The forest trail led to a bridge over a perfectly still lake, stained nearly black by tannins – an organic substance found in some barks and plants. Despite not being named as such, this lake’s reflective qualities surpassed both the Milford Highway’s mirror lake and Lake Matheson. We had great fun taking photos of the very confusing perspective – check out the last photo below, which was taken looking straight down into the lake from the bridge.

The route continued along a boardwalk, which while beautiful, posed quite the photography challenge. With no safety barriers, Sara still took the risk of photographing while cycling, and somehow managed to avoid both dropping her phone and cycling off the edge into the wetland. 😬

Determined to see the sea before turning around and heading back to Hokitika, we pushed on to the tiny village of Ruatapu, which I spotted on Google Maps contained the encouragingly named “Beach Road”. We followed this track and traversed some sand dunes to find yet another huge, sandy, wild and empty beach, which made the perfect spot to enjoy our lunchtime purchases from The Hokitika Sandwich Company. I think Sara might have won the lunch-off, with her pastrami and havarti sandwich, containing plenty of aioli, mustard and salad, although both sandwiches seemed to evaporate shortly after we opened them!

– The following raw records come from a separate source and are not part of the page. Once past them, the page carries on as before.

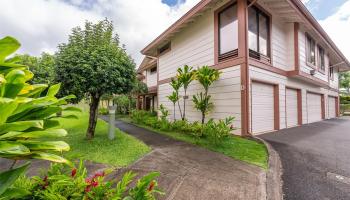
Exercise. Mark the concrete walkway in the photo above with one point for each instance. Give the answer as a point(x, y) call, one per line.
point(190, 172)
point(315, 160)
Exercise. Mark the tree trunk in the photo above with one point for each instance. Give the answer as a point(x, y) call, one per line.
point(174, 112)
point(184, 113)
point(90, 133)
point(203, 117)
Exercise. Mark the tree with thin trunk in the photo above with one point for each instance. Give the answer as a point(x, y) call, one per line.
point(94, 63)
point(176, 85)
point(174, 97)
point(185, 76)
point(206, 76)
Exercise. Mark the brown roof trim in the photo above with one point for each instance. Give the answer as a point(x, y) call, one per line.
point(199, 6)
point(306, 13)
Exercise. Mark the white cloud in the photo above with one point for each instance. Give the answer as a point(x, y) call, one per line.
point(338, 28)
point(40, 25)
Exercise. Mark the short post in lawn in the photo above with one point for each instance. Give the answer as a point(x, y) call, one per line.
point(111, 134)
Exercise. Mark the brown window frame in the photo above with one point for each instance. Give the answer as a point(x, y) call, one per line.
point(331, 73)
point(312, 65)
point(256, 54)
point(319, 59)
point(164, 49)
point(233, 54)
point(153, 70)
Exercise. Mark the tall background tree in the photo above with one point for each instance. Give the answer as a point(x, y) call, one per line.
point(94, 63)
point(42, 67)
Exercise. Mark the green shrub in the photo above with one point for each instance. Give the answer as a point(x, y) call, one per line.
point(103, 111)
point(164, 112)
point(28, 120)
point(216, 132)
point(61, 182)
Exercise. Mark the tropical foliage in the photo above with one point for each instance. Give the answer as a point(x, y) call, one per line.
point(185, 76)
point(94, 63)
point(176, 85)
point(27, 121)
point(62, 182)
point(206, 76)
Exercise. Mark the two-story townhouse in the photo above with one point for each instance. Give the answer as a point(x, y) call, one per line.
point(279, 67)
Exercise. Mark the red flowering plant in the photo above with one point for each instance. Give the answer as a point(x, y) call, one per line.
point(62, 182)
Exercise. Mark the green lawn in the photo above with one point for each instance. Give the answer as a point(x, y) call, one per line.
point(239, 148)
point(120, 152)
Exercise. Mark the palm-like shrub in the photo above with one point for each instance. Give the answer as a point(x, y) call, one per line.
point(174, 97)
point(185, 76)
point(176, 85)
point(206, 76)
point(27, 120)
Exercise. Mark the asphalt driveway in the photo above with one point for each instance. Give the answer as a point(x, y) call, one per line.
point(315, 160)
point(189, 172)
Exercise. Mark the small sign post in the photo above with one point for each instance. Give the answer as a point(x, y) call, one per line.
point(111, 134)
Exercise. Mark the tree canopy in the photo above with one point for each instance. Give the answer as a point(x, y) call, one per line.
point(93, 63)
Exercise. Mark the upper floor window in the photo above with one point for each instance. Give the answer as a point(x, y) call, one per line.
point(153, 70)
point(310, 50)
point(320, 59)
point(228, 32)
point(331, 73)
point(165, 48)
point(259, 33)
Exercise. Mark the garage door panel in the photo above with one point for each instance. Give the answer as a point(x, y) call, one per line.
point(262, 96)
point(314, 107)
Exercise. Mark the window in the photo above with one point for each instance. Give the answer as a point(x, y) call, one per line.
point(153, 70)
point(228, 32)
point(164, 48)
point(331, 73)
point(258, 33)
point(320, 59)
point(310, 50)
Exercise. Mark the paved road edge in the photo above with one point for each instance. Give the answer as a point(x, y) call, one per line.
point(274, 174)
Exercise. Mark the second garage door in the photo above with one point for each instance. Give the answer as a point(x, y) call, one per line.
point(314, 107)
point(262, 100)
point(331, 107)
point(291, 107)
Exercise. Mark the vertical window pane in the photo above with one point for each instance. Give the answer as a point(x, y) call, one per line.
point(228, 28)
point(252, 29)
point(311, 56)
point(263, 34)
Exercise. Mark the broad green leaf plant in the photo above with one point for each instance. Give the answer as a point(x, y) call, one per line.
point(27, 122)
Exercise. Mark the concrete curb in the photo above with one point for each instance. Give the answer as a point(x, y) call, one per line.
point(273, 174)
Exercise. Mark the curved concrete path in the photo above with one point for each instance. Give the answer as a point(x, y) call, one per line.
point(315, 160)
point(190, 172)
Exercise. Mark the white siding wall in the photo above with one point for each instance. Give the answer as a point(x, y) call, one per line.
point(225, 92)
point(335, 83)
point(282, 44)
point(283, 82)
point(151, 78)
point(194, 46)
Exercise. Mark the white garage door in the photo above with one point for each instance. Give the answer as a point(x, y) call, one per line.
point(262, 107)
point(291, 107)
point(331, 107)
point(314, 108)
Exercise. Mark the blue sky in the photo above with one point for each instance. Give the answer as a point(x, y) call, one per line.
point(321, 9)
point(49, 22)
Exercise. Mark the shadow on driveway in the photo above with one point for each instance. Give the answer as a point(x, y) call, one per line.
point(309, 155)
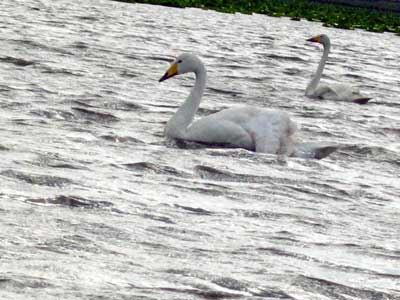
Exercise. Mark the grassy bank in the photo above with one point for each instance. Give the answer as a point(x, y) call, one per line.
point(331, 15)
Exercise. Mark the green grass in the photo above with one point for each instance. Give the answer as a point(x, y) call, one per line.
point(331, 15)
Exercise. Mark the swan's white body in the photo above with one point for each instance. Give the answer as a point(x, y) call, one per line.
point(342, 92)
point(257, 129)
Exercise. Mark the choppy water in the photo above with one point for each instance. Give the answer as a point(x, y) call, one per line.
point(95, 204)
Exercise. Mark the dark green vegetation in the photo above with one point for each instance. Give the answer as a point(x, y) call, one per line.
point(332, 15)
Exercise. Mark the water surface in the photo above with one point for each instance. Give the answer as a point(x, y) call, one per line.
point(96, 204)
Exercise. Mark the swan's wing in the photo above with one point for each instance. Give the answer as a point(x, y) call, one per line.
point(251, 128)
point(216, 130)
point(343, 92)
point(272, 132)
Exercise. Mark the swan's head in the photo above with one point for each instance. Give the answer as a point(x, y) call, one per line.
point(321, 38)
point(184, 63)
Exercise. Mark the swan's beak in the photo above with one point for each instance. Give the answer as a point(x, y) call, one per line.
point(171, 72)
point(315, 39)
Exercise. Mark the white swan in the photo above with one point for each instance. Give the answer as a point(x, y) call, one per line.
point(251, 128)
point(341, 92)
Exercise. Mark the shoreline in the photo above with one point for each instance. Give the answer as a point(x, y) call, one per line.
point(337, 15)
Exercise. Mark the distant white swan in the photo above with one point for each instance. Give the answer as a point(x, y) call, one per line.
point(256, 129)
point(336, 91)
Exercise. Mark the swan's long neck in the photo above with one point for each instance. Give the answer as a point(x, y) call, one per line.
point(178, 124)
point(315, 81)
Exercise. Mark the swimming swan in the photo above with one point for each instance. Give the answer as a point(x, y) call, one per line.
point(256, 129)
point(332, 91)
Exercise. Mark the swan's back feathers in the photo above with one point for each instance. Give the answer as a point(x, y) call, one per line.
point(252, 128)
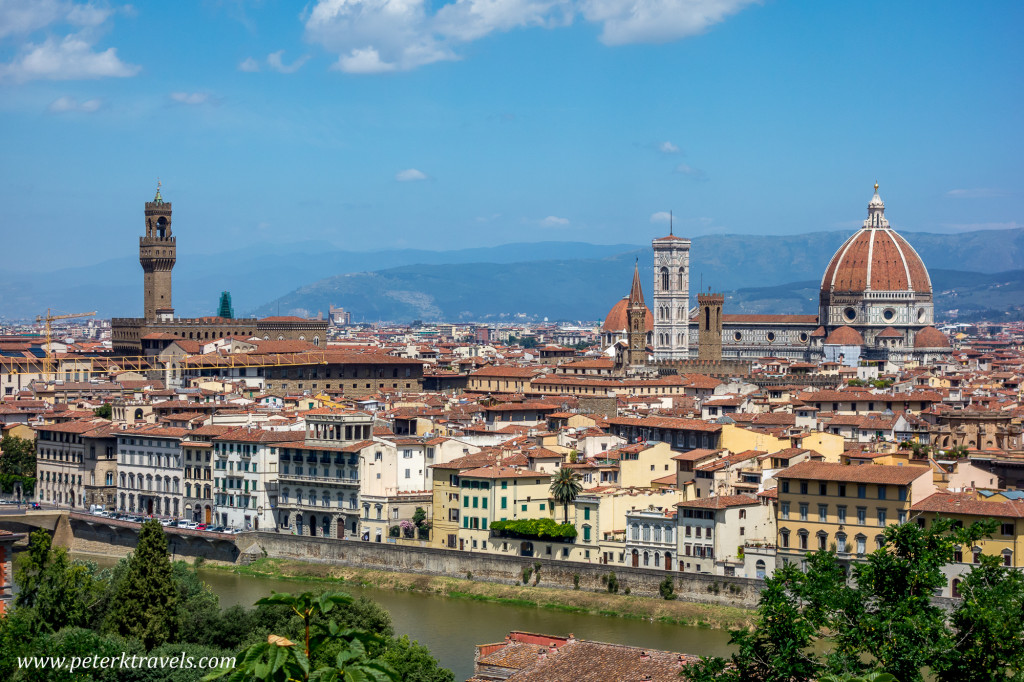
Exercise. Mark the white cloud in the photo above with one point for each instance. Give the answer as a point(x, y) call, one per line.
point(249, 65)
point(976, 193)
point(366, 60)
point(690, 172)
point(627, 22)
point(68, 103)
point(190, 97)
point(70, 58)
point(410, 174)
point(274, 61)
point(379, 36)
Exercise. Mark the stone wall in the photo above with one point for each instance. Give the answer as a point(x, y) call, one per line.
point(494, 568)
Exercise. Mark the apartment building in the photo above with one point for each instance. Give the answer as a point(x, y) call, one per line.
point(822, 504)
point(320, 475)
point(151, 470)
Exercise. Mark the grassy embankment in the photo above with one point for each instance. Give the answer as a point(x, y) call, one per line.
point(619, 605)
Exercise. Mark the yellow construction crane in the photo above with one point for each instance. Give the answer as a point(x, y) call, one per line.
point(48, 366)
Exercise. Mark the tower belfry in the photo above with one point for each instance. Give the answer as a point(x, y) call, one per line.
point(157, 253)
point(672, 294)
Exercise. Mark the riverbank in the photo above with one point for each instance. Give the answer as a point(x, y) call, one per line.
point(570, 601)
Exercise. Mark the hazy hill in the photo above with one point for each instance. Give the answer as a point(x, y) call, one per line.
point(556, 279)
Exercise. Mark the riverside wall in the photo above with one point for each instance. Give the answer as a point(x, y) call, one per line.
point(498, 568)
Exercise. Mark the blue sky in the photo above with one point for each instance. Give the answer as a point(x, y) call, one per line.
point(369, 124)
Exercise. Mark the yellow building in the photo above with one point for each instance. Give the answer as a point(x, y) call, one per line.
point(448, 498)
point(640, 465)
point(821, 505)
point(1007, 542)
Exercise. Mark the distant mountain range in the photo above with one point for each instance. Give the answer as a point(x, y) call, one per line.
point(972, 271)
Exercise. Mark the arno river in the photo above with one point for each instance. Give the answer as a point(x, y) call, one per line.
point(451, 628)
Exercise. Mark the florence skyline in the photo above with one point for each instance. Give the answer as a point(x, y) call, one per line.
point(511, 122)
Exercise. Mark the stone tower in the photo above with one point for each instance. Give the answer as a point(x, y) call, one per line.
point(672, 293)
point(157, 254)
point(710, 326)
point(636, 312)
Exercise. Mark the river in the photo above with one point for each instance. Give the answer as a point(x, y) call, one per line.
point(451, 628)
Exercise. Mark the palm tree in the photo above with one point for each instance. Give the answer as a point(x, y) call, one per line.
point(565, 486)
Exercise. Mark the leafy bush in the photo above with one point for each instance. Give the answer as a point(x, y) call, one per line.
point(526, 572)
point(535, 528)
point(612, 583)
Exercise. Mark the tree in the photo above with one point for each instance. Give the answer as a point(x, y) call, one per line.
point(777, 649)
point(281, 659)
point(18, 457)
point(57, 591)
point(565, 486)
point(145, 600)
point(988, 624)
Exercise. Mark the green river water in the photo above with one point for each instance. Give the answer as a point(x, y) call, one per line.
point(452, 627)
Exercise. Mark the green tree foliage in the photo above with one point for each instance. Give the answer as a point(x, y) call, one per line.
point(882, 624)
point(145, 601)
point(535, 528)
point(988, 643)
point(281, 659)
point(57, 591)
point(565, 486)
point(18, 457)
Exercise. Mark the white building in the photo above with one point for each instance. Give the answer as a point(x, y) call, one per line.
point(671, 300)
point(151, 470)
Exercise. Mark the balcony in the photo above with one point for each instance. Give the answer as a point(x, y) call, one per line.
point(317, 480)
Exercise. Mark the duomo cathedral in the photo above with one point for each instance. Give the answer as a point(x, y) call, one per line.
point(875, 304)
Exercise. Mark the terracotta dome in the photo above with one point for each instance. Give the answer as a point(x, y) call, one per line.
point(930, 337)
point(876, 258)
point(617, 317)
point(845, 336)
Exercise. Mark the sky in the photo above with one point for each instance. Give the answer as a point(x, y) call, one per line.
point(374, 124)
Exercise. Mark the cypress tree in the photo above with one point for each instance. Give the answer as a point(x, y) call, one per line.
point(144, 606)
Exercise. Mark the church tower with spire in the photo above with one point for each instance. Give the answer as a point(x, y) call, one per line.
point(636, 312)
point(157, 253)
point(672, 294)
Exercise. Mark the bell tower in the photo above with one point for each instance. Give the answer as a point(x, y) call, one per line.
point(157, 254)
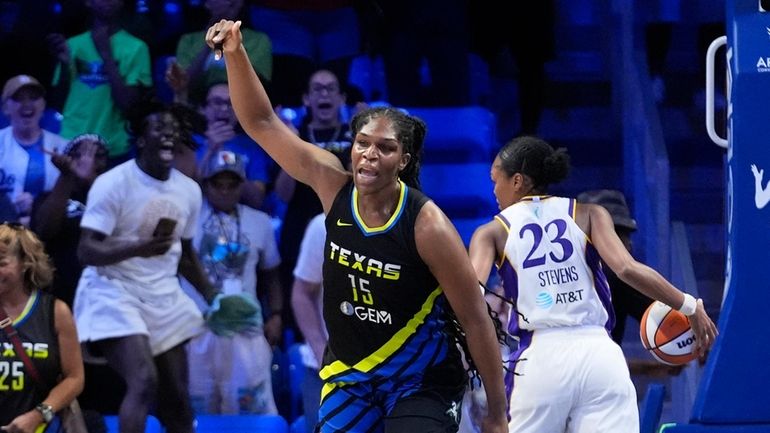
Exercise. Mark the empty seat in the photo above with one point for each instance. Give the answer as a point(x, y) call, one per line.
point(458, 134)
point(460, 190)
point(241, 424)
point(152, 426)
point(466, 226)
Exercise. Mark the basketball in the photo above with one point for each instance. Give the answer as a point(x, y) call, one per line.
point(666, 334)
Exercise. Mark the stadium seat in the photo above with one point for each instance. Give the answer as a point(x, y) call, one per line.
point(466, 226)
point(651, 408)
point(460, 190)
point(458, 134)
point(153, 425)
point(241, 424)
point(296, 373)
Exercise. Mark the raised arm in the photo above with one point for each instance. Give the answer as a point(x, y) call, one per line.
point(302, 160)
point(597, 222)
point(441, 248)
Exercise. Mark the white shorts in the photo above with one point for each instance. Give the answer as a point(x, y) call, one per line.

On the way back to Hokitika, we stopped at the Tree Top Walkway cafe for a quick coffee (and a cheeky Tim Tam Slam, of course). Just as we were leaving, a handful of silver-haired e-bikers turned up, one of whom immediately struck up a conversation with Sara and heavily recommended e-bikes over our traditional cycles. Searching for something polite to say that didn’t involve the word ‘cheating’ (we’re still very bitter from our rivalry on the Otago Central Rail Trail!), Sara told him that we needed the exercise because we eat far too much chocolate. He immediately replied, “Oh, but you need to pedal these too!” This really made us smile since it was one of two conversation topics that always seems to come up when we speak to the e-biker crowd. “So I hear,” Sara replied as we cycled off, “Next you’ll be telling us how rarely you need to charge the battery!” thereby checking off the second conversation topic.


Arriving back in Hokitika, we returned the bikes and celebrated with fush & chups in a ship-come-picnic-spot at Sunset Point. Not only was this a very comfortable spot (the ship even had lighting and a heat lamp!), but it also acted as a memorial to the ships that had collided, wrecked or run aground just off Hokitika’s shores. This seemed to happen with alarming frequency, peaking at one incident every 10 days in 1866! Fortunately, our ship was in dry dock on top of the causeway, so we managed to avoid adding to such concerning statistics.

After sunset, we popped into the Glow Worm Dell, a woodland walk where you can spot the light of thousands of tiny glow worms in the trees. However, the glow worms don’t like light, so imagine stumbling around on a rough track in the pitch black with a handful of other people all doing the same. Somehow we managed to avoid any direct collisions, which was lucky as we only learned on the way out that we should have been keeping to the left of the path. To be honest, this would have been a bit tricky anyway, given we couldn’t see the path!


Satisfied with our 42 km taste of the West Coast Wilderness Trail, we returned to our camper van with an ambitious plan to make it to the end of the Great Coast Road the following day.